Joaquina Pires-O`Brien

History provides a perspective of the world that is critical to the development of our humanity, defined as the sentiment that compels us to try to understand and to develop compassion to those who are not members of our country, community or group. It shows that in order to cope with death and the hardships of life, early man created the myths of the afterlife and the super-natural beings like gods and demi-gods. And when things took a turn for the worse, man created ceremonies to placate the wrath of the gods; and to protect all those untruths, man created religion. History also shows that most wars, until the advent of nationalism, were are fought in the name of religion.
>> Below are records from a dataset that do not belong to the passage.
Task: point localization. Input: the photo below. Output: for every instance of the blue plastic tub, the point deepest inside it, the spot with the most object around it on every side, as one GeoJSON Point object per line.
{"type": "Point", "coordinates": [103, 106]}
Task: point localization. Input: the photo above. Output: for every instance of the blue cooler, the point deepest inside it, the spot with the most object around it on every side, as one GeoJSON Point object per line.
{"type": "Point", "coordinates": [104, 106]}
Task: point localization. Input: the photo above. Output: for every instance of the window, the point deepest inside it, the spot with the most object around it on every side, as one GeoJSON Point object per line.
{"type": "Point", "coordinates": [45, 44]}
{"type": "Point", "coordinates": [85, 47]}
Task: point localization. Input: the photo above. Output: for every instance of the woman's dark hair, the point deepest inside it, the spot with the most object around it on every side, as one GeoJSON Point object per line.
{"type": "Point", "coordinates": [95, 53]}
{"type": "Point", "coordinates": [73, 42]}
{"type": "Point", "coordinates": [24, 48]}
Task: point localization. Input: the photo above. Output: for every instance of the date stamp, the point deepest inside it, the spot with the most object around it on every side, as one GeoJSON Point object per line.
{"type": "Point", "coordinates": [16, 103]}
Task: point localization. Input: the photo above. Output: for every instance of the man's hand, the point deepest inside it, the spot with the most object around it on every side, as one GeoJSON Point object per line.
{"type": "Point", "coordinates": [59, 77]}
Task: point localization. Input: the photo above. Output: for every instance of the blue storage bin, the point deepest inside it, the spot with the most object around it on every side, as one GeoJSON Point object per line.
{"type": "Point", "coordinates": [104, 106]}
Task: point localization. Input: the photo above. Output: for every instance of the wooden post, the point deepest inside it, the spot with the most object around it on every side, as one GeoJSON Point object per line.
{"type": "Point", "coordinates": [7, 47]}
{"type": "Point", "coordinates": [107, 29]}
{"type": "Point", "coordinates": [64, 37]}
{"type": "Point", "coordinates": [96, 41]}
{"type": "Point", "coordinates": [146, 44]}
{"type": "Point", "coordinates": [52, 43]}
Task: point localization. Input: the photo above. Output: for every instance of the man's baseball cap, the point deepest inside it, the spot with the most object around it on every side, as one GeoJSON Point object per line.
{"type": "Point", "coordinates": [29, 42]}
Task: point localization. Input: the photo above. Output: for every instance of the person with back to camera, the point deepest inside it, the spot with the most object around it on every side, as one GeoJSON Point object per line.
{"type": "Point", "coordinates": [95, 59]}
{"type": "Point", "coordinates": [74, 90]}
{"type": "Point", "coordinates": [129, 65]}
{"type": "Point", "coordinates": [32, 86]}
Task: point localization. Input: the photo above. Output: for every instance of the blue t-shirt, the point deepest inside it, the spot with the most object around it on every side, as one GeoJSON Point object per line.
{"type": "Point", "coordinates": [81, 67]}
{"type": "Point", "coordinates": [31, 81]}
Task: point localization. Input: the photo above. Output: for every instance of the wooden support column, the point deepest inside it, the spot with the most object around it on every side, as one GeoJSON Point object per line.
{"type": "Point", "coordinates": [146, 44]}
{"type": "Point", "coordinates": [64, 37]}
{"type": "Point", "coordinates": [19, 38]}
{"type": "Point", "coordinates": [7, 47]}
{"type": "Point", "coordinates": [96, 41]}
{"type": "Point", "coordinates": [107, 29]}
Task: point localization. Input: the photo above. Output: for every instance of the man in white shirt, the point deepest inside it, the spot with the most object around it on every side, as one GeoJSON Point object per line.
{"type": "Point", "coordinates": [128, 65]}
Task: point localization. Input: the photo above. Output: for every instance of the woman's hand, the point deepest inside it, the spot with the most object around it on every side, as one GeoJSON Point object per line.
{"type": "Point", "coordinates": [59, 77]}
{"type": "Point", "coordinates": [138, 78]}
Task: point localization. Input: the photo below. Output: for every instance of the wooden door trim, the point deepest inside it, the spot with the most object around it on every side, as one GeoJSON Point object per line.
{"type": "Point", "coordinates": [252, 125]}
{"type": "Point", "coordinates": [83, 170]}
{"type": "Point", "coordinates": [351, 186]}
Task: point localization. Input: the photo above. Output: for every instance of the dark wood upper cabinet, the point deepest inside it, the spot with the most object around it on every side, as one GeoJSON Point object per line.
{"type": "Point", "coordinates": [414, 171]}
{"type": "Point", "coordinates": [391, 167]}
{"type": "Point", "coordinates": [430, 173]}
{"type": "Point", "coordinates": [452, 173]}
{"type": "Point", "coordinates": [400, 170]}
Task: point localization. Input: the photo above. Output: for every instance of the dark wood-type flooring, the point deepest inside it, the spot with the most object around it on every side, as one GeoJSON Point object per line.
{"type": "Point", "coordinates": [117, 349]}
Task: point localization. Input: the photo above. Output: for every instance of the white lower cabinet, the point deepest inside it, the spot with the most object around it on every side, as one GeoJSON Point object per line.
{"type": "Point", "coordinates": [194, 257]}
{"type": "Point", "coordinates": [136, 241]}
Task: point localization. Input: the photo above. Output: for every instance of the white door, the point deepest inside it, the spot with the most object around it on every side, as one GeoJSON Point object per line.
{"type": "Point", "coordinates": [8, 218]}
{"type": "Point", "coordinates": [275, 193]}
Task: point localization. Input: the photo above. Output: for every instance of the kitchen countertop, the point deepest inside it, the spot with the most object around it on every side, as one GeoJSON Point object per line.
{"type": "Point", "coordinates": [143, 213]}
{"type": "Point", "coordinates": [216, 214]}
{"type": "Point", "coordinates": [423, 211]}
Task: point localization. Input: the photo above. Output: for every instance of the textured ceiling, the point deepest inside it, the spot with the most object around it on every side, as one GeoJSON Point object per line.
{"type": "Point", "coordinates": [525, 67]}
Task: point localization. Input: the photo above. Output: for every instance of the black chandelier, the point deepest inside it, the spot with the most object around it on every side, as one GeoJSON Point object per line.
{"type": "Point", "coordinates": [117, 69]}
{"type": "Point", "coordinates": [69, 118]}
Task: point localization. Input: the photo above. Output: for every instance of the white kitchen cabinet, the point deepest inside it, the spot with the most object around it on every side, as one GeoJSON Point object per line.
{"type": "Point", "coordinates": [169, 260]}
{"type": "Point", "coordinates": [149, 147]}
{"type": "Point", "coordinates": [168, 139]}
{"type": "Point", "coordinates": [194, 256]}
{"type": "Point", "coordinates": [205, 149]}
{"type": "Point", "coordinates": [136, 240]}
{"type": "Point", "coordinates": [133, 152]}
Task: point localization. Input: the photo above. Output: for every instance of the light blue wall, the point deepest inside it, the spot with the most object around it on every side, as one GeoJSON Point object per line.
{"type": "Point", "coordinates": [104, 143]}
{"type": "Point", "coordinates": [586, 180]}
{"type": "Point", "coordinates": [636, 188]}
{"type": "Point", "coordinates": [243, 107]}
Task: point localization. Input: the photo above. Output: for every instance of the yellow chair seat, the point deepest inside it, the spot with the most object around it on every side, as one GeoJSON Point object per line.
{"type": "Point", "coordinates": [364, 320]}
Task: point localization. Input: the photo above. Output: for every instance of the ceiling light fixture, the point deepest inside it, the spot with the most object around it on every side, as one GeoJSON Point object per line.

In his article ‘What became of postmodernism and its deconstructive and iconoclast delusion?’, Fernando R. Genovés shows that postmodernism was a fraudulent interpretation of reality with the support of a kind of academic club. Its purpose was to serve its members and to demoralize non-members. The claim by certain peoples that they were the first to arrive in a certain place, another common untruth of man, is rebuked in the article ‘Nomads and settlers. The four stages of culture’, by Zénaïde Ragozin, who writes that ‘however far we may go back into the past, the people whom we find inhabiting any country at the very dawn of tradition, can always be shown to have come from somewhere else, and not to have been the first either’. This is exactly the case of Spain and Portugal before the arrival of the Romans, as Francisco Guijon shows in his article ‘Who were the Iberians?’.

The two books reviewed in this edition are linked by the fact that both consider man’s inclination to invent myths. Lincoln Paine’s The sea and civilization, reviewed by Juan J Morales, denounces the neglect to take into account the role of the sea in world history, even though the sea comprises two thirds of our planet. Irving Finkel’s The ark before Noah tells the story of the flood contained in the ancient Babylonian literature recorded in cuneiform writing, shows that people who lived much before the Hebrews produced not one but several narratives that are extraordinarily similar to several narratives of the Bible. The implication of this discovery could seriously challenge religion and the wars caused by it.

With all the lessons of history available, why is it that man finds it so difficult to accept truth? Why do people hang on to imagined worlds instead of embracing reality?